Following the recent closure of the Estrutural dumpsite serving 5 million people in Brazil’s capital city, a partnership between ISWA and ABRELPE, aims to ensure the closure of further dumpsites in the country.
credit: Agencia Brasilia/DF.2

ISWA (The International Solid Waste Association), and ABRELPE (The Brazilian Association of Public Cleansing and Waste Management Companies) have taken their #closedumpsites campaign to Brazil, home to some of the world’s largest and most dangerous dumpsites.

ISWA is campaigning to close the 50 biggest dumpsites in the world, a major source of pollution to the environment and a health threat to millions of people.

ISWA’s report “A Roadmap for Closing Waste Dumpsites”, highlighted the Estrutural dumpsite in Brasilia, Brazil’s capital city, as one of the world’s largest and most threatening to human health.

dumpsites
credit: WasteAid UK

The closure of the Estrutural dumpsite has given ISWA’s campaign its first success story. The report and the campaign was used to inspire the city of Brasilia to close down one of the largest dumpsites in Latin America and quite possibly the world.

Brasilia has hosted this huge open dump for more than 50 years and the regional government, supported by the conclusions of the ISWA report, took the decision to finally inaugurate an engineered sanitary landfill to replace the old dumpsite, which will be closed completely in 18 months.

“The governmental decision to inaugurate a Sanitary Landfill in Brasília is very important and represents the first step for the effective closure of the Estrutural dumpsite. Closing dumpsites is our main battle nowadays, because it is fundamental and the main solution for the improvement of the environment and health in any community, and a major contribution towards the implementation of the Sustainable Development Goals recently set by the UN”, says ISWA President Antonis Mavropoulos.

There is still work to be done. Brazil sends circa 30 million tons of municipal waste per year to inadequate dumpsites.

Inspired by ISWA’s global campaign and by the benefits arising from setting up collection and sorting facilities, both ISWA and ABRELPE announced a partnership with the aim of assisting and coordinating the closure of five more waste dumpsites still in operation in the country.

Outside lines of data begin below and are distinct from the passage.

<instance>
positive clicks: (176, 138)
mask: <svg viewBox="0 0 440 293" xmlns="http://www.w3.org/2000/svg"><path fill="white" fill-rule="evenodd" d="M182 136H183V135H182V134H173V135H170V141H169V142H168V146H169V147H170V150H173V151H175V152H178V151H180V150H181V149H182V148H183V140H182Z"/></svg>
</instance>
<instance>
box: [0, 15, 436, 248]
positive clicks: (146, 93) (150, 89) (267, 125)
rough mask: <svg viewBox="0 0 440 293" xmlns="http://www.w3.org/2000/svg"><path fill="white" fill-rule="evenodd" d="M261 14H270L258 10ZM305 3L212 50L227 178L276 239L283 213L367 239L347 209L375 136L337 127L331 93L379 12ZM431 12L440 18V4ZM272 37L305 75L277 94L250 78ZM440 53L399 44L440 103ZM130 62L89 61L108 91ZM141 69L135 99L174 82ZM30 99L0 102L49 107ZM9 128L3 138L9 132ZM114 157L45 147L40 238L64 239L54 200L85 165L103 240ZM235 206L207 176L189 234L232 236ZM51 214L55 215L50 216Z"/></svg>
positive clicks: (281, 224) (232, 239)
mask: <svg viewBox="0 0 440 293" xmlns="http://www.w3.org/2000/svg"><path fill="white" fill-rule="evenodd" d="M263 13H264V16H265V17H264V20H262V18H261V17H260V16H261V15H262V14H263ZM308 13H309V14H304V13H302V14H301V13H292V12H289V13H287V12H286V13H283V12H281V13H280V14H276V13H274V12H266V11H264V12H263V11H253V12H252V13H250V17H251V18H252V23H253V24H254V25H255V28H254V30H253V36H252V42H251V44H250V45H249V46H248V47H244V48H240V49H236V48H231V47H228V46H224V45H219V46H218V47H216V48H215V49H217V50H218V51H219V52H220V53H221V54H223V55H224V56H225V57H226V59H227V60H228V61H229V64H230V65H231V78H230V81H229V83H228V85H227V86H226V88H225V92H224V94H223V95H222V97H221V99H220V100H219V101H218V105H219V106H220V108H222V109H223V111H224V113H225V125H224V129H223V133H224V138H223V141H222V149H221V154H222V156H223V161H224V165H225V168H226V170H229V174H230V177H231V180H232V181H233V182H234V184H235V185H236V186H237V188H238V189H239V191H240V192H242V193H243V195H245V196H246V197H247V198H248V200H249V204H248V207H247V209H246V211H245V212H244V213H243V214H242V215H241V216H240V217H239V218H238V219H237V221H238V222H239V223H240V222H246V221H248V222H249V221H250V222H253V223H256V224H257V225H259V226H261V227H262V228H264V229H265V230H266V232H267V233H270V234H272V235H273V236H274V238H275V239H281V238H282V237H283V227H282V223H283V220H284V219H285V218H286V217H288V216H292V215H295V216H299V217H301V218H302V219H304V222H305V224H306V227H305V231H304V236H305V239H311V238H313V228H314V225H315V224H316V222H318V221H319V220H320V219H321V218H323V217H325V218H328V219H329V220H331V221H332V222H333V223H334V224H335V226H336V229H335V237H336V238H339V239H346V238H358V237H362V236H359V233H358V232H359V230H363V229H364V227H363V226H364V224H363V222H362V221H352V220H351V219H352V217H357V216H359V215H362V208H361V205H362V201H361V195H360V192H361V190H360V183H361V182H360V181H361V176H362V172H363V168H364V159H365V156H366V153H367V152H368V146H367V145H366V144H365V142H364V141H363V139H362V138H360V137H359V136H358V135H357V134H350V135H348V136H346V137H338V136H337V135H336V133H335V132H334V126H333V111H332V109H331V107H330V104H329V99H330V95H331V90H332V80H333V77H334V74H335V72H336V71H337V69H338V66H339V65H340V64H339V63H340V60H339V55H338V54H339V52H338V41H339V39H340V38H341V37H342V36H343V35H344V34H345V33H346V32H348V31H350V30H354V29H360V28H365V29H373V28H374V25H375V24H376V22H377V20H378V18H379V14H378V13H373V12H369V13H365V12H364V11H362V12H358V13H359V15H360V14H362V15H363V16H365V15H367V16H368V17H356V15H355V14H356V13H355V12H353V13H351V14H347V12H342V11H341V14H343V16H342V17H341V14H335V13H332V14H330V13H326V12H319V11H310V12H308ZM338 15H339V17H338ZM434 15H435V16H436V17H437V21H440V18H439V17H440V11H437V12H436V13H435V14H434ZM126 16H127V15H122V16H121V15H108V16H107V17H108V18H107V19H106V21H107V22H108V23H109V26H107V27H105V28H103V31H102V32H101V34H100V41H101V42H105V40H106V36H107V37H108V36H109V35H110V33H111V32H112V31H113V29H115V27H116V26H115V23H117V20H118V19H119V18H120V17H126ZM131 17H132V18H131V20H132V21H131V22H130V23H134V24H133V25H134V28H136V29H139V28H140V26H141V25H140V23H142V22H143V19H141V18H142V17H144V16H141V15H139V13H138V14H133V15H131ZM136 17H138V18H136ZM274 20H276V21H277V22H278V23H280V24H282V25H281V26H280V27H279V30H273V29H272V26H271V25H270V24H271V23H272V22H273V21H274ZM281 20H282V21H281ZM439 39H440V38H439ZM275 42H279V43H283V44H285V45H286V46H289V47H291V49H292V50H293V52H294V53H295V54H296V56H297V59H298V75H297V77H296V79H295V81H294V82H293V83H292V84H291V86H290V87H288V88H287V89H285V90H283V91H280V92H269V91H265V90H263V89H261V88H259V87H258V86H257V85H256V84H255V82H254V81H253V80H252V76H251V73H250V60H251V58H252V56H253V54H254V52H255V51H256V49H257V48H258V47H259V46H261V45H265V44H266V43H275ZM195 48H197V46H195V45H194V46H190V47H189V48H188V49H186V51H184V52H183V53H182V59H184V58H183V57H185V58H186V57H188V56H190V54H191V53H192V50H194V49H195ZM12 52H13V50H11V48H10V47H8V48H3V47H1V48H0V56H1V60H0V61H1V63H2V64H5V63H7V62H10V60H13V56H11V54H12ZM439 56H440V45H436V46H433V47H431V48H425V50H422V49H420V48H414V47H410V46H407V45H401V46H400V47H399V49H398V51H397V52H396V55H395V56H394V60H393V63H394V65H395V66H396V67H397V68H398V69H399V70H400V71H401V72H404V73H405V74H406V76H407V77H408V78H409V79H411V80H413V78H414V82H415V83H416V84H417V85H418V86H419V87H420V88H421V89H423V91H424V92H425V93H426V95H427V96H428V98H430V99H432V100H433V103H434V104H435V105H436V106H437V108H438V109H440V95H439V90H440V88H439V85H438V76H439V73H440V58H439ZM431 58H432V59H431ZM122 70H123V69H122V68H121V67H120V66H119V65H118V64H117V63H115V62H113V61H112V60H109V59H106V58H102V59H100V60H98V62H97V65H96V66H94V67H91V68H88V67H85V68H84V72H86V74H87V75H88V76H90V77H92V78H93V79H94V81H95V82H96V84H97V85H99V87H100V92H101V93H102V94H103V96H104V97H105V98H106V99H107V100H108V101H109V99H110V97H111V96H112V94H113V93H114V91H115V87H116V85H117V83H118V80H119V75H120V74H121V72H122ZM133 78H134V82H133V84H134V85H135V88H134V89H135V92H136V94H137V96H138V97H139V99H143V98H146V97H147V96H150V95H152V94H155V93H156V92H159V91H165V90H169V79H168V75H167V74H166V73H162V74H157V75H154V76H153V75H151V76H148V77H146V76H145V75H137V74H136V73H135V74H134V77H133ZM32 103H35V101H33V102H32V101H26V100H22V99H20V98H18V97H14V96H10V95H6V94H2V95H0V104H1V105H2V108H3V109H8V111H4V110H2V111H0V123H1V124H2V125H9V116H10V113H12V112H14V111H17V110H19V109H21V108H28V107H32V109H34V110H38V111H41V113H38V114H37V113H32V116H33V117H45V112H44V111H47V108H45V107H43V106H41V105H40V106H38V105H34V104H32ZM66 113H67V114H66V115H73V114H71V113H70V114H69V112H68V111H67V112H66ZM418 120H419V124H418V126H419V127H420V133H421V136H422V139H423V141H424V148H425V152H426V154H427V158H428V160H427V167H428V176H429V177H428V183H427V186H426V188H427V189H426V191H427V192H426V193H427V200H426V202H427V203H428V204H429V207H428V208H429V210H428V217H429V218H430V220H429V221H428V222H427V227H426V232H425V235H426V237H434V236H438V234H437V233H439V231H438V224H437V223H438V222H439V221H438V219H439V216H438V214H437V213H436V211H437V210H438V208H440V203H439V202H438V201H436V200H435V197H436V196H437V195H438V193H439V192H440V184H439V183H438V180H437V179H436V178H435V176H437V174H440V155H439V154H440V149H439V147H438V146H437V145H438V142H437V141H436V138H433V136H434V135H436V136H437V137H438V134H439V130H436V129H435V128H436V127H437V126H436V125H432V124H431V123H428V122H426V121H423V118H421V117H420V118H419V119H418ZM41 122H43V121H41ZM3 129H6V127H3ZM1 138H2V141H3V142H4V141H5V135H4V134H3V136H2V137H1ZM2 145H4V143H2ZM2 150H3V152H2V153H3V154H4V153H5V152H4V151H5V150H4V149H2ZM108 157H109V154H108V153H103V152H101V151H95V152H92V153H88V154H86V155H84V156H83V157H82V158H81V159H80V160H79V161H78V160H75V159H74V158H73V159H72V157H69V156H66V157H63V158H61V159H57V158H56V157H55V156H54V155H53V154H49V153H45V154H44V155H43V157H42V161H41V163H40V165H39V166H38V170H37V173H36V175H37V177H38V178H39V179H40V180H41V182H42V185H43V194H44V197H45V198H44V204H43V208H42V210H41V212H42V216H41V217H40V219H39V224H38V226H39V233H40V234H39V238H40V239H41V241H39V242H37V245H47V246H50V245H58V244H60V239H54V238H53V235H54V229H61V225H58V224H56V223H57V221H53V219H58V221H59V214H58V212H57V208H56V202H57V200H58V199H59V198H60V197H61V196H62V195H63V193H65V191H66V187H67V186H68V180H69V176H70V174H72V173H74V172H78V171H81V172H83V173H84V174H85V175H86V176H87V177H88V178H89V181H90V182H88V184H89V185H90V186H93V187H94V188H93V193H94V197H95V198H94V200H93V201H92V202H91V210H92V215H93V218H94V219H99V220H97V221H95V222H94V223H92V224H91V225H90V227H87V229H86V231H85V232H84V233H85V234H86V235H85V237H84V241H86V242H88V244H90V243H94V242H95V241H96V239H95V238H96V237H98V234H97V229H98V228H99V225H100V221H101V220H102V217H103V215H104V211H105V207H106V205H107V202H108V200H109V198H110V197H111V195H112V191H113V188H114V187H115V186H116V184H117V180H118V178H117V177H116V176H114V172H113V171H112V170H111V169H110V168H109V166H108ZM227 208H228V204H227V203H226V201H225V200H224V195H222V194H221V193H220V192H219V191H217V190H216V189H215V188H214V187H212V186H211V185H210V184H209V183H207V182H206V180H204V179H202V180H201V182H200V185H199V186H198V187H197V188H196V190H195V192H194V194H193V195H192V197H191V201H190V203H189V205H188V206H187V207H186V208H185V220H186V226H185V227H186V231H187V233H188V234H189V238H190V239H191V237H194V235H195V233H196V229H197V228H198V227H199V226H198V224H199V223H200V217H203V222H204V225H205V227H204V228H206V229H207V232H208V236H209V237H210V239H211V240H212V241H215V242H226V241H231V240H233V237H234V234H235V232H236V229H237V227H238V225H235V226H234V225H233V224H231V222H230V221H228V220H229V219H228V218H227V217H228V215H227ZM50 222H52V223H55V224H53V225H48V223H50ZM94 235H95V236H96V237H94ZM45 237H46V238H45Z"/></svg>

“With this partnership we want to ensure the closure of the activities in these dumpsites, and their substitution by adequate waste destination processes, which includes recovery and recycling of the discarded materials and the social inclusion of the affected population”, notes ABRELPE’s President Carlos Silva Filho.

For the entities, the final closure of a dumpsite requires a system of infrastructure and alternatives, together with an integrated waste management plan, institutional and administrative capacity, financial resources and social support.

According to Silva Filho, the results of this national campaign will bring information, learning and capacity building to be used in almost every other municipality that disposes its waste inappropriately.

The closure of all dumpsites in Brazil would represent an estimated reduction of CO2 emissions equivalent to taking seven million cars off the streets. This means improving the health conditions of 76 million people, who are directly affected by the current inadequate waste management practices. Formalizing recycling cold also bring an additional revenue of around R$ 2-3 billion per year (c. €895 million) with the recovery and use of recyclable materials which today are sent to dumpsites.